Questa non è una critica e nemmeno una recensione. E' piuttosto una serie di riflessioni di lettura che prende occasione (e l'autore mi perdonerà) da un libro non facile, a tratti petroso e lunare, che domanda a chi lo legge un'attenzione pressoche totale. Un libro che guarda al cosmo insondabile della parola, o meglio a quanto essa possa essere sondabile a piacere, senza arrivare mai - almeno definitivamente - a una meta (cioè, spesso, a dire cosa). E' l'etremo rammarico di ogni poeta. Il limite della poesia sta (o molti sono convinti che stia) nella estrema plasticità del linguaggio che usa per statuto. Qui "limite" lo prendo nella sua accezione meno eroica. E' quello cioè in cui sbatti il naso e ti fermi, guardandoti in giro irrelatamente, e NON quello in cui invece getti il cuore oltre l'ostacolo e scali la montagna come Messner.
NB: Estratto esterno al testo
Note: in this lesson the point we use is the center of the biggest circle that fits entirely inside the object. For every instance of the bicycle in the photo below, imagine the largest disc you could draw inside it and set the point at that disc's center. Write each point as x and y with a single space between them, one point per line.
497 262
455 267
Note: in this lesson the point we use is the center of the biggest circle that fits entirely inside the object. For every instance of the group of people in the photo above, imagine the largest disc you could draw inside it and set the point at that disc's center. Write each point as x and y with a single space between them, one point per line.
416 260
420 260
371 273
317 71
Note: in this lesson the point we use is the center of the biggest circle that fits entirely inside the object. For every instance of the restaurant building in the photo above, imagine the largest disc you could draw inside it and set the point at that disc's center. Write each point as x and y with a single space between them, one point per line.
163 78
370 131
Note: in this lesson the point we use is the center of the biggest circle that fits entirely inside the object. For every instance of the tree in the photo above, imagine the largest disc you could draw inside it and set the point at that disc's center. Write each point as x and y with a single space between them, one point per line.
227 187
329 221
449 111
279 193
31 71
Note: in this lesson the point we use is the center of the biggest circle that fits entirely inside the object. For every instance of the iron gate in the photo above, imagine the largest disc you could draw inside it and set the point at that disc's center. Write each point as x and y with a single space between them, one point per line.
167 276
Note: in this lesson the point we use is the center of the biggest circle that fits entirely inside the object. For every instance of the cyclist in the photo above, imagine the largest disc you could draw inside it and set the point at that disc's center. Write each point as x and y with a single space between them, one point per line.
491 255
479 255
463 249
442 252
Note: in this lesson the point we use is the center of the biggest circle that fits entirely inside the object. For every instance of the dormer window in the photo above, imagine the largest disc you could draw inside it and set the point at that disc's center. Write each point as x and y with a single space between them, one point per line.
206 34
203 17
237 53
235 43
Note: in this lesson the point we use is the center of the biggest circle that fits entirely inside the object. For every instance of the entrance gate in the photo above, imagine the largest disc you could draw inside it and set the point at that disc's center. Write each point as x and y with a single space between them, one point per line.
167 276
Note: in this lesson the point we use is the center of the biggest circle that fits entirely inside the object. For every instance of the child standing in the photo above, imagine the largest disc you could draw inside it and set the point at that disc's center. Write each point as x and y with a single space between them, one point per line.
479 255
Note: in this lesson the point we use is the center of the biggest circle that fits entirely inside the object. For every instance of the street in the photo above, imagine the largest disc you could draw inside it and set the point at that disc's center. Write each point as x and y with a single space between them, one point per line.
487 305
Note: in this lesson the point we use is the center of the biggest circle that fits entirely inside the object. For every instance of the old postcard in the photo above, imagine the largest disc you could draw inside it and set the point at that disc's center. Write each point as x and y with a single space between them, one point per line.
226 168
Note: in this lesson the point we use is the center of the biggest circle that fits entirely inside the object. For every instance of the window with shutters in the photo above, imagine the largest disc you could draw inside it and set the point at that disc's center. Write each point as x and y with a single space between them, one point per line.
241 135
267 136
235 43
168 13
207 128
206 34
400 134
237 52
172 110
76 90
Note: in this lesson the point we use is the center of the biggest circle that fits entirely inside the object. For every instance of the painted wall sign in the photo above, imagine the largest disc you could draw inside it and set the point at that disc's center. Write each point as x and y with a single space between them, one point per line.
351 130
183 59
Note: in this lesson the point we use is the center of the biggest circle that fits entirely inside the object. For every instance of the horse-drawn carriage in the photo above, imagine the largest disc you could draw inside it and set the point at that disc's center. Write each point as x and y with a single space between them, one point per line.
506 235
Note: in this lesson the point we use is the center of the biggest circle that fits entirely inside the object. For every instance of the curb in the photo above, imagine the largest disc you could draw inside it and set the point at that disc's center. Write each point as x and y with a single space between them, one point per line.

E' il limite quindi oltre il quale la parola, come un diamante su cui si tenta l'ennesima sfaccettatura, perde la sua funzione e si sbriciola. Può darsi che diventi rappresentazione dell'implosione dell'universo, o della sua dissipazione entropica. E questo universo, esattamente come in un racconto di Asimov, può essere infinitamente grande o infinitamente piccolo, stellare o mentale. Ma la comunicazione con il lettore diventa come quei segnali radio che arrivano dal cosmo molti anni dopo che sono stati generati. C'è necessità di decifrare. Leronni è abile ad esplorare i confini, il limite di cui si parlava. Prende l'evento (termine per ora indefinito) e lo proietta sulla volta del linguaggio, su una griglia dove egli opera una selezione (per dirla con Jakobson) di parole, ne elude, sempre per rimanere in tema, l'equivalenza, nonchè le ricombina in un suo personale sistema metaforico. Per dirla in due parole, l'imperativo sembra essere l'aggiramento della "norma", assumendo qui il termine in senso lato. Mi sembrava di avere colto in questa poesia qualche indizio:
Lo descrivo il colore e s'incaglia
poi di soppiatto rientra nella norma
la tentazione di captarlo lo incarcera
la voglia che lo addita lo annulla
richiamo la pupilla ritiro la tovaglia del senno
lo lascio allora spoglio, il colore
innegabile.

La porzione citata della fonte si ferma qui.